Finance crisis 'will hurt IT contractors'

The number of IT contractor roles in Britain's finance industry will inevitably decline amid jitters from the Northern Rock credit crisis, a leading IT jobs agency said yesterday.



A management expert also said shock waves from the lender's implosion will shake the finance jobs market for at least the next 18 months, with IT staff budgets among the hardest hit.



But global IT recruitment firm Hudson says demand for financial IT experts could slump as early as this year, causing pay rates to plateau, before they further depress into 2008. A slowdown in temporary IT jobs looks like an inevitability, the firm said.



Economic pressure on IT staff budgets would revert market status to five years ago, when contractors were mainly hired for niche roles, rather than to fill headcount.



But for now, there is no evidence that end users facing the shaken finance industry are cutting their spending on IT contractors, consultants or freelancers.



Similarly, contractors themselves aren't refusing IT roles with financers, but they are asking questions about how these companies responded to the turmoil, Hudson added.



Another IT recruitment agency, CV Screen, doesn't foresee Britain's financial woes as having a "sudden impact" on permanent or contract IT recruitment.



Its managing director, Matthew Iveson, said: "It would be naïve to think that the current credit crunch will not have some impact on the employment market.



"But the current signs are that organisations are still feeling bullish and have not put [IT] projects on hold.
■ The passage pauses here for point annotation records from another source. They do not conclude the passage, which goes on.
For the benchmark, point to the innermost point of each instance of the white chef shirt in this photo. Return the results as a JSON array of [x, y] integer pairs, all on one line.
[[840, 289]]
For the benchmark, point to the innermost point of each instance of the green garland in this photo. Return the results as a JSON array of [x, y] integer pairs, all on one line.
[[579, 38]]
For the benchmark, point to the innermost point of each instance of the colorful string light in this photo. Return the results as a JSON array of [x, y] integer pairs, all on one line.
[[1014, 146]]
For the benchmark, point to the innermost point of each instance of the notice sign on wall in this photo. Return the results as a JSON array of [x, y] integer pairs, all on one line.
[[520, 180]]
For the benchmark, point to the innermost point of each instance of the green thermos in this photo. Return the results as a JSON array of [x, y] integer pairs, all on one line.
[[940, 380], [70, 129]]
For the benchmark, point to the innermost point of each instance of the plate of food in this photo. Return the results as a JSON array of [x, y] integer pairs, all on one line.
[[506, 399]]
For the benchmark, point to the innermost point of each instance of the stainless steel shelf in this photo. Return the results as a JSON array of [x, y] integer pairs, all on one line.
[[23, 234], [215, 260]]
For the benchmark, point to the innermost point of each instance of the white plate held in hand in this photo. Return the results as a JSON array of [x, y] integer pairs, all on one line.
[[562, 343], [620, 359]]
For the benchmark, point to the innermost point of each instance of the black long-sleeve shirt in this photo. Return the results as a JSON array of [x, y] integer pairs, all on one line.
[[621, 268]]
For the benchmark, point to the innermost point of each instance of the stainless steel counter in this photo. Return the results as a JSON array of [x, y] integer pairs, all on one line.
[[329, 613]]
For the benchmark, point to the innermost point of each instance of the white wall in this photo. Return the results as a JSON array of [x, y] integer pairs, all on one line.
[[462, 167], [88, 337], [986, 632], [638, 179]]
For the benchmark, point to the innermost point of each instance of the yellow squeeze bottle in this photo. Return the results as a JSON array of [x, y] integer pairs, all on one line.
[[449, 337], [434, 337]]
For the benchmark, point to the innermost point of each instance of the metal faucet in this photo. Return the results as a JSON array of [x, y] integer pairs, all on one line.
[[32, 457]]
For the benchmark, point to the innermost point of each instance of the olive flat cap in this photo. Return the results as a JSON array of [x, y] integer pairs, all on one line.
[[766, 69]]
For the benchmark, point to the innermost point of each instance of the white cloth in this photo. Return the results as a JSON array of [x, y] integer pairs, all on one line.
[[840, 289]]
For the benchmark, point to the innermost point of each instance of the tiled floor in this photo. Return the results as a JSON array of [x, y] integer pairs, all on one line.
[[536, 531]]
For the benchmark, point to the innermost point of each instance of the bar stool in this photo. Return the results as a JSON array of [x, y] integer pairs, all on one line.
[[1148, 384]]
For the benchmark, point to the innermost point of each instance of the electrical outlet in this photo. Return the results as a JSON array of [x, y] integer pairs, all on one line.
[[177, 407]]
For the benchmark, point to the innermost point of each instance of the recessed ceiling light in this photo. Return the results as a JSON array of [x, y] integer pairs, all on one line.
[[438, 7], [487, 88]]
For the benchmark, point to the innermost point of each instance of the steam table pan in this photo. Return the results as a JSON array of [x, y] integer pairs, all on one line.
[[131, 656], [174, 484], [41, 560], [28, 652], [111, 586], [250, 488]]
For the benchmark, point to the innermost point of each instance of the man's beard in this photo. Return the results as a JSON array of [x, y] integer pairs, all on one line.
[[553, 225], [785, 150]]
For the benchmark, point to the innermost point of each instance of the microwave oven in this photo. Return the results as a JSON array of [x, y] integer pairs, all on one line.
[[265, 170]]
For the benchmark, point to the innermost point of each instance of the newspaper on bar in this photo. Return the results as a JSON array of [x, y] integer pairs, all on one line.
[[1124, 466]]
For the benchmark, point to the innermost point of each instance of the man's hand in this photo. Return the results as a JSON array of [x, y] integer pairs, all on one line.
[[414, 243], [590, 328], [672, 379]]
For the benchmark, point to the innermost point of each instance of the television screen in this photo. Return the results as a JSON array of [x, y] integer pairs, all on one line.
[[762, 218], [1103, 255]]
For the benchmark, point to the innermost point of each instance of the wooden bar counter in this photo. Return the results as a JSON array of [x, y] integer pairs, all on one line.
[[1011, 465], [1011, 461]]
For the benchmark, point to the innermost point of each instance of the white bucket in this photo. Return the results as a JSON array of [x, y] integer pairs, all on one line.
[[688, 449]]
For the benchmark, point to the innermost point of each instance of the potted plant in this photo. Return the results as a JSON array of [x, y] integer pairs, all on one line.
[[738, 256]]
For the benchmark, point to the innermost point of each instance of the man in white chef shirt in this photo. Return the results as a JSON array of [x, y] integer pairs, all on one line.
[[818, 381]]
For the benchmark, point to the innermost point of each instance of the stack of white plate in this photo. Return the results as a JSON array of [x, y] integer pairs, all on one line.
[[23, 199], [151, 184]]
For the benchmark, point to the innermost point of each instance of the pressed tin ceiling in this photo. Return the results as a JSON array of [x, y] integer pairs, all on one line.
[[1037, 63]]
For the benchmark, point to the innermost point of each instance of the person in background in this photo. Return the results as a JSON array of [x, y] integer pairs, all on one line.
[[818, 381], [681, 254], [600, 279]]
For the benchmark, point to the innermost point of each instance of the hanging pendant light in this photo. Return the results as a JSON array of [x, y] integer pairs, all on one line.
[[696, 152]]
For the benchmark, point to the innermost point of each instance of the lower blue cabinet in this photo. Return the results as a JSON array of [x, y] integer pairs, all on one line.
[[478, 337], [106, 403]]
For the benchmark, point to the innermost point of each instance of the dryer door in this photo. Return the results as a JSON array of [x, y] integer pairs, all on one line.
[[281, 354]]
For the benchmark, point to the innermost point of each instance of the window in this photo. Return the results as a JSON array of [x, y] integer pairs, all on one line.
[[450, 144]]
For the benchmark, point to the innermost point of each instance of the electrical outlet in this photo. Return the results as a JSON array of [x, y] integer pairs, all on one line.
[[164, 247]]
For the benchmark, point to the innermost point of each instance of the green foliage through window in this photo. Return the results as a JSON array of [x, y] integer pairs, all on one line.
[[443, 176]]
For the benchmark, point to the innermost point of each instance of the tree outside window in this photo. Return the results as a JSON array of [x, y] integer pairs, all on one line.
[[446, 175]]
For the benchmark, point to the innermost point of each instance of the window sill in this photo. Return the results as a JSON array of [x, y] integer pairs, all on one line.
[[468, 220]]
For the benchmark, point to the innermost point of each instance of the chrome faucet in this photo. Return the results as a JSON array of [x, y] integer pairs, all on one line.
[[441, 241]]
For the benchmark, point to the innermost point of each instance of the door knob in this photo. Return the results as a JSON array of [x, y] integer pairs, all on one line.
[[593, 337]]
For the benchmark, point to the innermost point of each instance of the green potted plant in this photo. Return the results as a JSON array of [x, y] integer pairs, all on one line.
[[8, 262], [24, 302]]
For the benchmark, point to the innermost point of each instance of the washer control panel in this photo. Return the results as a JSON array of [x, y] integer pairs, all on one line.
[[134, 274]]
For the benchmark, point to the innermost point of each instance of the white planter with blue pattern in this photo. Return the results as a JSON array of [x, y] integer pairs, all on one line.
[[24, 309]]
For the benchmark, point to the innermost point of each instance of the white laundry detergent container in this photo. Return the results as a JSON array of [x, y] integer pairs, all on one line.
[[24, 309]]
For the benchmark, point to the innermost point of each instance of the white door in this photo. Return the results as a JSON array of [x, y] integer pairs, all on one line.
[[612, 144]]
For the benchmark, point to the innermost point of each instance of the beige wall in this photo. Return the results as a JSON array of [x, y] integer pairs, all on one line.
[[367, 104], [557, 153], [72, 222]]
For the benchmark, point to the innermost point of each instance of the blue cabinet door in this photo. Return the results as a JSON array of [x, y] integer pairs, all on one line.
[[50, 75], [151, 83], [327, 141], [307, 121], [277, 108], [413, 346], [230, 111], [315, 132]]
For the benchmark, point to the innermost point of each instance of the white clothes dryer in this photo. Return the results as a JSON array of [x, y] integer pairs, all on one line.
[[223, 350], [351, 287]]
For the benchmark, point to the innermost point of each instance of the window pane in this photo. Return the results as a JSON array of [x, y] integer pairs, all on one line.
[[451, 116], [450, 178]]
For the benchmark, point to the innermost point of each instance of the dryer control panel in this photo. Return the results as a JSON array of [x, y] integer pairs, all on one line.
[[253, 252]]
We are continuing to field enquiries from both existing and new clients."



Positively for the economy, management and IT consultants are yet to be bitten by Britain's banking crisis, hailed as the most embarrassing for over a decade.
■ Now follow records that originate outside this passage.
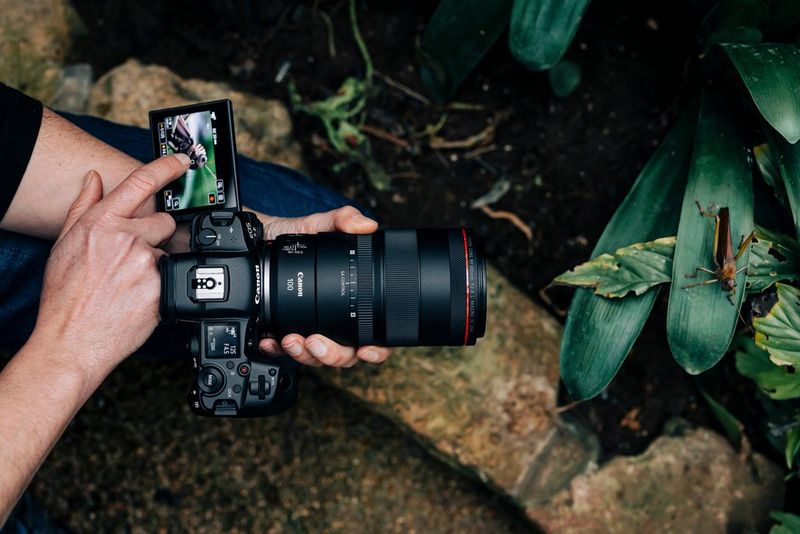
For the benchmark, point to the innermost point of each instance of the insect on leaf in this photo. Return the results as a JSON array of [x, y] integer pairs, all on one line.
[[773, 257], [771, 73], [701, 320], [632, 269], [778, 332], [777, 382], [600, 332], [542, 30]]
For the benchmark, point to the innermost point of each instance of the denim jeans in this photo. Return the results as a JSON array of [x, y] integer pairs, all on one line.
[[265, 187]]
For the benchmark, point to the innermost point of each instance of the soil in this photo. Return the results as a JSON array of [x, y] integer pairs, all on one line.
[[570, 161]]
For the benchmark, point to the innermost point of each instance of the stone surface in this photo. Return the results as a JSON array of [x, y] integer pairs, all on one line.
[[690, 483], [489, 409], [128, 92], [34, 39]]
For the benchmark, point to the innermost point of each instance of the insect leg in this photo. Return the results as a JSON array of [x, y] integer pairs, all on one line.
[[744, 244], [706, 283], [699, 269]]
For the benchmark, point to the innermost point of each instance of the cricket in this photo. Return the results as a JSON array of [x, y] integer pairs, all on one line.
[[725, 270]]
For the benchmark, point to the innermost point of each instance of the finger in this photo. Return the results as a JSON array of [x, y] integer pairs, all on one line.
[[126, 199], [270, 347], [329, 352], [373, 354], [90, 195], [347, 219], [352, 221], [157, 228], [294, 345]]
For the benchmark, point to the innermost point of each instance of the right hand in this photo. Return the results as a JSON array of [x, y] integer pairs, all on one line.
[[101, 290]]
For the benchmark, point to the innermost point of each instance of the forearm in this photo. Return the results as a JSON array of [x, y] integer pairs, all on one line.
[[61, 158], [40, 395]]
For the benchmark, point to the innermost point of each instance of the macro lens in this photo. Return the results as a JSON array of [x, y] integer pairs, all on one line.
[[393, 288]]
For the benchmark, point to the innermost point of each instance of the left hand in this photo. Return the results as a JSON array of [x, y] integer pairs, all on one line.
[[317, 350]]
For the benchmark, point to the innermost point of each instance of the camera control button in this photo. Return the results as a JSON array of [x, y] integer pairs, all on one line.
[[206, 237], [210, 380]]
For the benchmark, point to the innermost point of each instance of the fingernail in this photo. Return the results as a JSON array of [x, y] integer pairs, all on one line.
[[358, 218], [293, 348], [370, 356], [318, 348], [89, 177]]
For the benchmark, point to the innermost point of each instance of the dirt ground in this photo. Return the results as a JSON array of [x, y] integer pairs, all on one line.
[[569, 161]]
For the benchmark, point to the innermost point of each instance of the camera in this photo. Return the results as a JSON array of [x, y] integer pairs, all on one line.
[[405, 287]]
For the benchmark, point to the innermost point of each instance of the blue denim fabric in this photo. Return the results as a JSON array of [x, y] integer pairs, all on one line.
[[265, 187]]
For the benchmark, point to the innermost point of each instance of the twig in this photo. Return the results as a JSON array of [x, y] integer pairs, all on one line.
[[385, 136], [485, 136], [513, 218], [472, 154], [403, 88], [329, 25]]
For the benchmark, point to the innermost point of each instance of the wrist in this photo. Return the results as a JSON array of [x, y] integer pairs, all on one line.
[[81, 371]]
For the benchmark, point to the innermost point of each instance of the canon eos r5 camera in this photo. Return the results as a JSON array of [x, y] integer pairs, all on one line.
[[392, 288]]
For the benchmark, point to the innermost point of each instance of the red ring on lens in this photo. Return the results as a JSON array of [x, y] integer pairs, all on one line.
[[466, 267]]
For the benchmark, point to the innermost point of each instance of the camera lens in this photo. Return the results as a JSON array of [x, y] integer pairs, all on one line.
[[393, 287]]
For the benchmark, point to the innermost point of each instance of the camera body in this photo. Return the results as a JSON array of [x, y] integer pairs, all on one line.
[[403, 287], [218, 286]]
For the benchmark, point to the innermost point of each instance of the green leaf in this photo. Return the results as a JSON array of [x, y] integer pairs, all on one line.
[[457, 37], [788, 523], [600, 332], [635, 268], [788, 160], [792, 445], [564, 78], [778, 332], [770, 171], [701, 320], [773, 257], [771, 73], [542, 30], [775, 381], [731, 425]]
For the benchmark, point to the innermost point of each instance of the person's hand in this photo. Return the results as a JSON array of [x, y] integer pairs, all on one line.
[[101, 289], [318, 350]]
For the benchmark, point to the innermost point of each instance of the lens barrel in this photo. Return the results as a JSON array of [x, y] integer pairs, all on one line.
[[393, 287]]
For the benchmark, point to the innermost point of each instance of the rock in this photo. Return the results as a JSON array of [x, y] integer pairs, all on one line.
[[690, 483], [487, 410], [73, 89], [128, 92], [34, 39]]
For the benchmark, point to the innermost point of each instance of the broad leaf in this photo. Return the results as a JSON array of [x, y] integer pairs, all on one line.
[[701, 320], [731, 425], [773, 257], [770, 171], [457, 37], [792, 444], [778, 332], [542, 30], [775, 381], [771, 73], [635, 268], [600, 332], [788, 523], [788, 160]]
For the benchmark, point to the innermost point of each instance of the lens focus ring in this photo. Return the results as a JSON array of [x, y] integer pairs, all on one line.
[[365, 290], [401, 287]]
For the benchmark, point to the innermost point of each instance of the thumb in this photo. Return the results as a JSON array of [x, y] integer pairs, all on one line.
[[90, 195]]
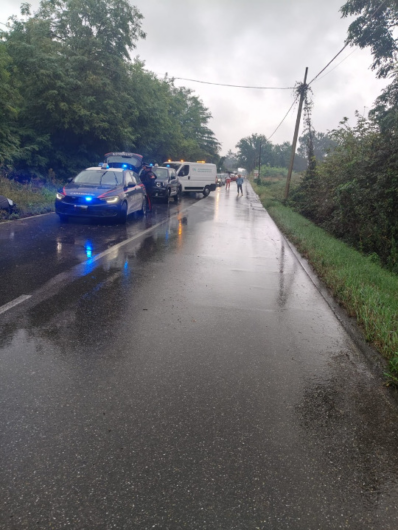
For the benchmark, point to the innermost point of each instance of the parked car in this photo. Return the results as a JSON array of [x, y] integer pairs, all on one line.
[[124, 160], [167, 184], [197, 177], [102, 192]]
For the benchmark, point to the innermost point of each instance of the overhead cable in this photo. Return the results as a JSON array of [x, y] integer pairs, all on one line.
[[344, 47], [284, 118], [338, 64], [233, 86], [329, 63]]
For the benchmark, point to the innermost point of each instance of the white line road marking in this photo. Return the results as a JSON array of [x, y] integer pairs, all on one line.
[[15, 302]]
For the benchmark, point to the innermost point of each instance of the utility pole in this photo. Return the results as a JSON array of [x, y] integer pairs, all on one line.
[[296, 131], [259, 166]]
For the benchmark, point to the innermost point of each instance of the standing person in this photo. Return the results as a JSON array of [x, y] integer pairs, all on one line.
[[239, 182], [228, 182], [148, 178]]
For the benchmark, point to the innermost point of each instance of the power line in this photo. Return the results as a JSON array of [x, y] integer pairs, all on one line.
[[338, 64], [233, 86], [329, 63], [345, 46], [284, 118]]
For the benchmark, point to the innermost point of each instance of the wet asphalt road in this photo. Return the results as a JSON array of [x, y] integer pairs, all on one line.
[[193, 377]]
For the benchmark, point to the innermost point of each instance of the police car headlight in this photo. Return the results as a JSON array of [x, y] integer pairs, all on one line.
[[112, 200]]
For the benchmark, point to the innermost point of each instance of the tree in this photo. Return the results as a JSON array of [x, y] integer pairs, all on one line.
[[249, 151], [374, 28], [322, 144], [9, 104]]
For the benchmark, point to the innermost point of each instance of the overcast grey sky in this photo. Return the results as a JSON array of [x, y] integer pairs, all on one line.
[[254, 42]]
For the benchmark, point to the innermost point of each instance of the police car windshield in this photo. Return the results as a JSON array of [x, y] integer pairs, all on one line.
[[99, 178], [161, 173]]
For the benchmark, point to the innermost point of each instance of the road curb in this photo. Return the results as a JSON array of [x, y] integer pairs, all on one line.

Fiona Czerniawska, director of a thinktank for the Management Consultancies Association, which represents 70 per cent of the UK consulting industry, said confidence among members remains high.



"Capital markets is quite a niche segment," for UK-based consultants, she added, "much smaller than banking and insurance, so it's unlikely firms would be heavily exposed here.
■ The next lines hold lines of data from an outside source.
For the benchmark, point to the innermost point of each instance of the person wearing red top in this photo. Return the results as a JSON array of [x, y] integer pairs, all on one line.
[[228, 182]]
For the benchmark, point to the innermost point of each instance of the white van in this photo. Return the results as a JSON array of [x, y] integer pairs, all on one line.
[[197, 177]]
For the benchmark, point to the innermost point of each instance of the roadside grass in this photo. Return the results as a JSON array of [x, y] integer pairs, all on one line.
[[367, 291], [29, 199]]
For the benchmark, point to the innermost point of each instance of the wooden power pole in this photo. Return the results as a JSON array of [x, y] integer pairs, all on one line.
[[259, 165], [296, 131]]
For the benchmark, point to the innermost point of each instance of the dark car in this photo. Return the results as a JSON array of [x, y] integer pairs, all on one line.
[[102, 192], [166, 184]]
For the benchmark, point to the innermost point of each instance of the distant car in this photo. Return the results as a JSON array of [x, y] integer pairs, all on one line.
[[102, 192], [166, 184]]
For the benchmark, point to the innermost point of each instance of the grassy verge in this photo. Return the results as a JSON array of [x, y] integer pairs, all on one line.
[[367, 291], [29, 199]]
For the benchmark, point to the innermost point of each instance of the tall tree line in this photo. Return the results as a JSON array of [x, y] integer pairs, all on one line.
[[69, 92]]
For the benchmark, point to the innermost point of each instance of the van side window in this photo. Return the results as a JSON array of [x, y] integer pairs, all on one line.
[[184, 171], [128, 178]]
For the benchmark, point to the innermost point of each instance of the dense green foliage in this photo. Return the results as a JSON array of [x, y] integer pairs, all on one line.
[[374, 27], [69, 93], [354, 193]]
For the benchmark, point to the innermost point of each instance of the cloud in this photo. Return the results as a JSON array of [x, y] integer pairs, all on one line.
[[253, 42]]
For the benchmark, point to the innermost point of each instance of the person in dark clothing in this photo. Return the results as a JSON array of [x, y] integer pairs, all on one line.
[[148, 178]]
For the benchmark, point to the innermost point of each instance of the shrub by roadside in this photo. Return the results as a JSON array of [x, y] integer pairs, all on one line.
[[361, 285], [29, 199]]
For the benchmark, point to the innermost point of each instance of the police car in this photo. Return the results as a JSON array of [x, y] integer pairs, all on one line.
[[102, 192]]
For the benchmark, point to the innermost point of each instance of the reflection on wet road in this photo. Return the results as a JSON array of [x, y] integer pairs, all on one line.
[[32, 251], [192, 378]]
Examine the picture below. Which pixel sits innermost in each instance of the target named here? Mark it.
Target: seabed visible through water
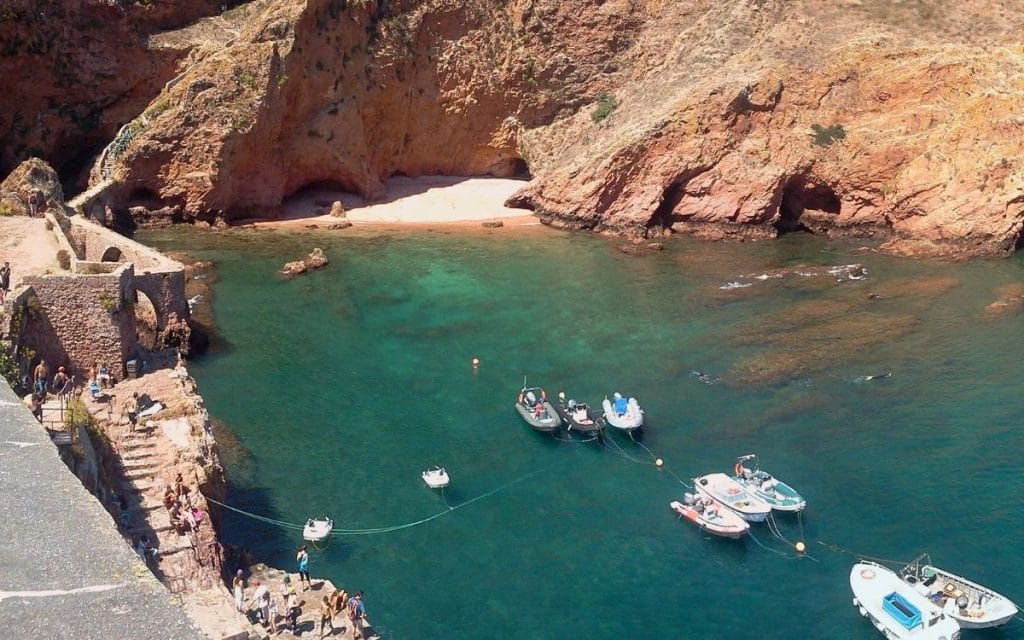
(339, 387)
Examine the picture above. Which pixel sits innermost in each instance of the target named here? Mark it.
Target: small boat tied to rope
(317, 529)
(436, 477)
"Longer-term, however, it's clearly a situation we need to keep an eye on, as it might be the first sign that the recent boom in consulting may have peaked."



An uncertain outlook also came from the Institute for the Management of Information Systems, which told Contractor UK less confidence in the financial jobs market is due to last well into next year.



Phillip Virgo, strategic advisor to IMIS, said: "The shock waves from the implosion of Northern Rock will reverberate over at least 18 months with overall employment in financial services, not just of ICT contractors, falling.



"The impact on ICT employment could be even harder because the inability of investors to get money out from internet accounts, [which] may dent confidence in online banking as a whole.



IMIS cautioned that a fuller assessment of how the credit flop and the resulting turmoil in financial markets have affected IT recruitment could be made in a few weeks' time.



And Thames Valley-based recruiter CV Screen expects its salary survey at the end of the year to be the first concrete evidence whether or not recruitment of IT staff for finance roles has suffered.



But a continuation of the turmoil, which the Bank of England has tried to ease with an injection of £10bn in funds, won't see financial organisations in a spending mood.



A recruiter that supplies IT staff to British and American financers said: "With the global credit markets being at the centre of so many financial institutions over the last four years, it will eat into profit, investment and therefore headcount."



The agency explained that a future of lower pay rates for IT contractors in Finance won't automatically mean the industry collapse is to blame.



They said the industry's IT contracting market has been "very buoyant" over the last few years, and warned it cannot keep growing at this same rate indefinitely.